After so many nights sitting beside him in the booth, I realized that none of the answers to my quiet questions mattered. Megatron was in his zone in the studio—connecting with his only love. When he played the music he was making, just in short samples that he’d connect into longer pieces, his little body shook with excitement, as if he was in church getting the Holy Ghost. He was all passion about his work. And I came to suspect that this was why he was so successful. What kept big stars and dreamers like me just coming out tugging his coattails. He could do what he did day in and day out, because it was never about work for him. It was about love.

“I think you’re ready, Sunshine,” he said one early morning in the booth.

I was sitting beside him, falling asleep and wondering when he was going to announce that it was time to wrap up our session.

“Ready for what?” I asked groggily.

He turned to me, but I couldn’t see his eyes through his dark shades. “I have an artist for you. Someone I want you to work with.”

“Really?” I perked up quickly, nearly fell out of my seat.

Megatron laughed and nodded slowly to let me know he was digging my excitement. “You came in here knowing enough about music and lyrics. We just had to put it all together. I like it. I think a lot of other people will, too.”

I jumped on his tiny body and squeezed. Just hearing those words at that moment made tears assemble. It could’ve been that I was tired and hallucinating or maybe a little high from the fumes from the bong Mega kept lit in the lounge for whoever wanted to partake.

“Damn, girl, you can’t go grabbing on me like that,” Mega said, looking even smaller in my grasp.

I settled myself back into my seat. “So, who is it? What’s the project?”

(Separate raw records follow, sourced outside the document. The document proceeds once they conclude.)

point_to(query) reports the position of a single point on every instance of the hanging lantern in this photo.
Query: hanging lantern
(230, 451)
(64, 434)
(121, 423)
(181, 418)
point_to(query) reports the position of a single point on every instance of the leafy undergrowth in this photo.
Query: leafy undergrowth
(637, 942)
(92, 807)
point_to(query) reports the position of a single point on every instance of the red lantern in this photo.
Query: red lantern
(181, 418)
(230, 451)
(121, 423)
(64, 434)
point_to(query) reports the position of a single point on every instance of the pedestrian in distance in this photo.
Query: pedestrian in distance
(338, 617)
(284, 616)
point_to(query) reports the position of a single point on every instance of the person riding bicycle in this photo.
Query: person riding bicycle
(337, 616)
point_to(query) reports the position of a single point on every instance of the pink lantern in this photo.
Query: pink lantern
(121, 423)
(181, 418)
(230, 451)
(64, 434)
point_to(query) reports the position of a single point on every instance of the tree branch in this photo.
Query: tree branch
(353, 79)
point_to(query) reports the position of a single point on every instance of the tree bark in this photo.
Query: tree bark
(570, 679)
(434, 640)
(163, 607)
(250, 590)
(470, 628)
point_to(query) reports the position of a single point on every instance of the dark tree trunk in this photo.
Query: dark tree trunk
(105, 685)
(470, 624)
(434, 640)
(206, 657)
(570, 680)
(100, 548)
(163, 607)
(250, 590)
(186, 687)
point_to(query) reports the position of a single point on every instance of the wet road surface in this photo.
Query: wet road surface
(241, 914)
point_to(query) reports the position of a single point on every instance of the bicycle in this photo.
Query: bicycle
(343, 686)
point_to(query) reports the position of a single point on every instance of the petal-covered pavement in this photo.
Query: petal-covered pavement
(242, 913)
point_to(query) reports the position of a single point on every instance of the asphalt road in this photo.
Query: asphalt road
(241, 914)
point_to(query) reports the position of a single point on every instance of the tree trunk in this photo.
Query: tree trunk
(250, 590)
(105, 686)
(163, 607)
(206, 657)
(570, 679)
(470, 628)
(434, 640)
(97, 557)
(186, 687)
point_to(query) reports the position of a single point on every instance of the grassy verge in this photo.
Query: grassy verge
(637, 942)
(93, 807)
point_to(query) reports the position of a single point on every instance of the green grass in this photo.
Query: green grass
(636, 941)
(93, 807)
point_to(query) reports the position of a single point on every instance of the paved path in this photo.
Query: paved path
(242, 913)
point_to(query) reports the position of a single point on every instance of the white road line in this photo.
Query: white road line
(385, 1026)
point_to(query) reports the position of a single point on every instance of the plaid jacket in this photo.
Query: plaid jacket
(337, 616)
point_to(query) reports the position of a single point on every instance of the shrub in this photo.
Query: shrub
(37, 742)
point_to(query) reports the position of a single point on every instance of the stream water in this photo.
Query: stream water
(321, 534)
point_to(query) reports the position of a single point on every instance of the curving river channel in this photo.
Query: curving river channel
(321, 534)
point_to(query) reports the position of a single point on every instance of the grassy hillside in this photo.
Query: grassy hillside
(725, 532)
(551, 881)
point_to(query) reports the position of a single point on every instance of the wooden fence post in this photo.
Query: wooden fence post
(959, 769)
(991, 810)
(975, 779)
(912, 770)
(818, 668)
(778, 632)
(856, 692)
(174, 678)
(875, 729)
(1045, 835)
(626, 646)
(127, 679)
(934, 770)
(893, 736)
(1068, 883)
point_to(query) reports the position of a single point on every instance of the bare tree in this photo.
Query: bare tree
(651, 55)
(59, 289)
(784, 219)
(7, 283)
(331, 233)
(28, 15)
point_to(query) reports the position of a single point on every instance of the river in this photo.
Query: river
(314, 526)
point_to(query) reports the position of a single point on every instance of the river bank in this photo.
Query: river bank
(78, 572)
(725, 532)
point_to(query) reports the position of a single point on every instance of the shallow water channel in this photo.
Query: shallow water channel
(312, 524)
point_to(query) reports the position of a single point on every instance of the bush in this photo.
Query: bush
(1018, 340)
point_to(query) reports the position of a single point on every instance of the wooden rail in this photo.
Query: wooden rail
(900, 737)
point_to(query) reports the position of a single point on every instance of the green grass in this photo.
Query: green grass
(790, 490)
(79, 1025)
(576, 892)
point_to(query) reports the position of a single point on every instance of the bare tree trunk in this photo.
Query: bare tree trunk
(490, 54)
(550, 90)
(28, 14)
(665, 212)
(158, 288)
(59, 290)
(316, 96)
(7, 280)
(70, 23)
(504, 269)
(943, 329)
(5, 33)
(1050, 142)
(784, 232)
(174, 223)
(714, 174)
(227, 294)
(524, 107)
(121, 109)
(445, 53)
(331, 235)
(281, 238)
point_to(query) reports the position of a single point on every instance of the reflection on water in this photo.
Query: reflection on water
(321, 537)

“A singer I’m backing right now. Still working some things out with the contract, so it’s on the low,” he said secretively. “But if everything works out, we’re gonna move fast. The label is sending us to Brazil to record. Hope you have your passport ready. Some company trip shit.”

“Are you serious? Are you flipping serious?” I ignored Megatron’s request that I leave space between us and jumped on him again, kissing his cheeks and making him hug me.

He held out, but after a while he started laughing and hugged me back.

“Guess this means you have a passport.”

“I do!” I jumped up and clapped my hands. “When do we leave? I mean, if everything works out with the contract—”

“Next week. And don’t worry about a thing. Everything is covered by the label. But you know that from working with Kimya in Brazil, right?”

“Yes,” I agreed. I hadn’t seen Kimya in months, but still hearing her name stung a little. By then, she knew I was working with Megatron. We’d nearly run into each other at the studio a few times and while people thought the music industry was big, it was really like a country high school cafeteria that included the cool kids’ lunch table and nerdy back corner. Having left my post with Kimya, I was supposed to have been sent to the nerdy corner, but my new connection to Megatron meant I might actually get a seat at the cool kids’ table. And the way things ended with me and Kimya, I knew she wasn’t happy about that. My being successful meant I could do it on my own—that I never needed her and she’d always only needed me. To Kimya, that was betrayal and she wasn’t above seeking and getting revenge—when she was sober. I knew she’d come for me. It was just a matter of when and how. I wondered if she’d already tried to talk Megatron out of working with me.